- 13 января, 06:16
- POLITICO. Top Stories
President Donald Trump on Saturday said he would be willing to release the details of his private conversation with Russian President Vladimir Putin in Helsinki last summer.
“I would. I don’t care,” Trump told Fox News host Jeanine Pirro in a phone interview. “I’m not keeping anything under wraps. I couldn't care less.”
The president’s remarks came hours after a report by The Washington Post stating that Trump “has gone to extraordinary lengths to conceal details” of his talks with Putin. The Post also reported that there is no detailed record of Trump’s interactions with Putin at five locations over the past two years, according to U.S. officials.

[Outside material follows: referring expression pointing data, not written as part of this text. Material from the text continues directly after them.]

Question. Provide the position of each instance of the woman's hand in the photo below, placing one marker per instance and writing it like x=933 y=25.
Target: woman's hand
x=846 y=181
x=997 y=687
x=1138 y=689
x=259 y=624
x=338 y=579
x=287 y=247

The president referred to his roughly two-hour meeting with Putin in Helsinki — at which only the leaders and their translators were present — as “a great conversation” that included discussions about “securing Israel and lots of other things.”

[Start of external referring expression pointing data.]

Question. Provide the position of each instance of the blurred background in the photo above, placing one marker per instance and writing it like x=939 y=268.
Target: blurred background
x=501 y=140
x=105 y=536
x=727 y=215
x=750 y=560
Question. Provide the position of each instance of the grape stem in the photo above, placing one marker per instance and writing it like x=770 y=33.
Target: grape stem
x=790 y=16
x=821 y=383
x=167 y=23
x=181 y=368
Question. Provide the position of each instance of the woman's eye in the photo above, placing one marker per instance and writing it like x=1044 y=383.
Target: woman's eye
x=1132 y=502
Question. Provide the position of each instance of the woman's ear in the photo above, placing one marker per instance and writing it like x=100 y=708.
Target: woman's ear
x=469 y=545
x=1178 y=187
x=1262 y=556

“I had a conversation like every president does,” Trump said Saturday. “You sit with the president of various countries. I do it with all countries.”
House Republicans in July quashed an attempt by Democratic lawmakers to subpoena Trump's interpreter in Helsinki. POLITICO previously reported that Putin raised the subjects of nuclear arms controls and weapons prohibitions in space during the one-on-one conference, according to a Russian document.
“I mean, it’s so ridiculous, these people making up,” Trump said of the Post report, calling the paper “basically the lobbyist” for Amazon CEO Jeff Bezos’ e-commerce giant. Bezos also owns the Post.
“The Washington Post is almost as bad, or probably as bad, as The New York Times,” Trump said.
The New York Times on Friday reported that the FBI had opened an inquiry focused on whether Trump was a national security threat to his own country after he fired FBI Director James Comey in May 2017.
Asked by Pirro if he'd ever worked on behalf of Russia, Trump did not directly answer the question, calling the Times' report "insulting."
Trump also evaded a question on whether the administration was seeking to keep special counsel Robert Mueller's final report on the Russia probe from the public, saying only that the investigation was a "hoax."